Murat BELGE
Benim bu yazıda soracaklarımı başka birçokları da soruyor: Kimi benim gibi yazıyla, kimi eşi dostuyla konuşurken, kimi de -umarım- kendi kendine. Rusya ile, İsrail ile ilişkilerimize yeni bir biçim verildi. Verilmiş olmasının çok iyi olduğu da söyleniyor. İyi olduğuna benim de fazla bir itirazım yok ama bunların şimdiye kadar yapılamamasının nedenlerini merak ediyorum.
Bu tabii "retorik" bir merak! Hani "retorik soru" vardır; cevabını bildiğimiz soru: "Türk'ten büyüğü var mıdır?" sorusunun cevabının "Hayır, yoktur" olması gibi.
Rusya ile, İsrail ile, başka herkesle ilişkilerimizin bozulmasının tek bir nedeni, kaynağı var: Tayyip Erdoğan!
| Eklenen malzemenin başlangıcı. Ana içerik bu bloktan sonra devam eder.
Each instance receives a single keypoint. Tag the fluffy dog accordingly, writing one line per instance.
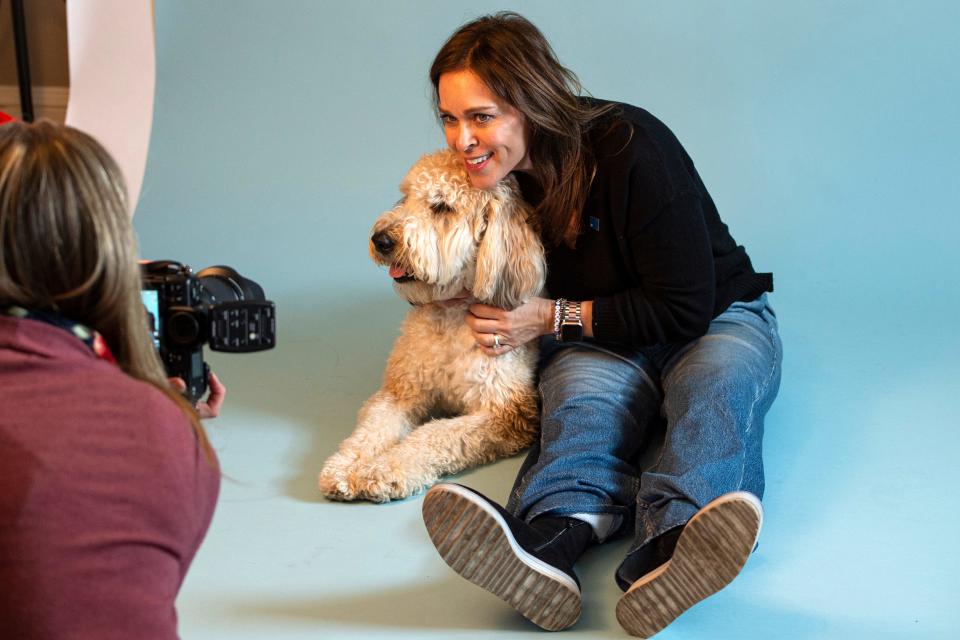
(445, 405)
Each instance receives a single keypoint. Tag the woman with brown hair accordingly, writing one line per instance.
(108, 481)
(657, 324)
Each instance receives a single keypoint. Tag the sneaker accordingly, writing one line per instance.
(711, 550)
(529, 566)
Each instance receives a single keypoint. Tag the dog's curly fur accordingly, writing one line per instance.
(444, 235)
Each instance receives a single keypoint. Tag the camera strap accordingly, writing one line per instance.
(85, 334)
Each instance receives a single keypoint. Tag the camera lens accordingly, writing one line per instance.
(183, 328)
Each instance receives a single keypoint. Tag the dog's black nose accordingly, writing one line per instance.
(382, 242)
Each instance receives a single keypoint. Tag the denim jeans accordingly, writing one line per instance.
(602, 405)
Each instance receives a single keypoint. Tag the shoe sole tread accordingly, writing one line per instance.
(474, 544)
O halde düzelmesinin de tek bir nedeni, kaynağı olacak: Tayyip Erdoğan.
Olan da bu zaten: Cumhurbaşkanı o gün öyle münasip gördü, bugünse böyle münasip görüyor.
Rusya'nın uçağını düşürdük, ticaret durdu, turizm durdu. Hepimizi etkileyen, etkilemeye devam edecek bir durum; ama "işin içinde" olanlar, örneğin Antalya'da turizm yatırımı yapmış olanlar açısından bugünkü durum yeterince berbat. Rusya'da adam "Bir günde her şey değişecek değil" diyor. Haklı. Yani bu uçak düşürme olayının sıkıntıları daha bir süre devam edecek.
Ortada "Tayyip Erdoğan kişiliği" diye son derece önemli bir etken var. Bildiğimiz Tayyip Erdoğan öyle kolay kolay özür dilemez kimseden. Ama Putin'den özür dilemiş. O ve trolleri "Hayır, bu özür dilemek değildir" anlamına gelen şeyler söyleyeceklerdir şüphesiz. Bu da "düzeldi" denilen ilişkilerin gerçekten düzelmesini güçleştirecektir. Ama "iç politika" denen bir şey var ve Tayyip Erdoğan'ın yurt içinde çizmeye özen gösterdiği bir "kişilik imgesi" var.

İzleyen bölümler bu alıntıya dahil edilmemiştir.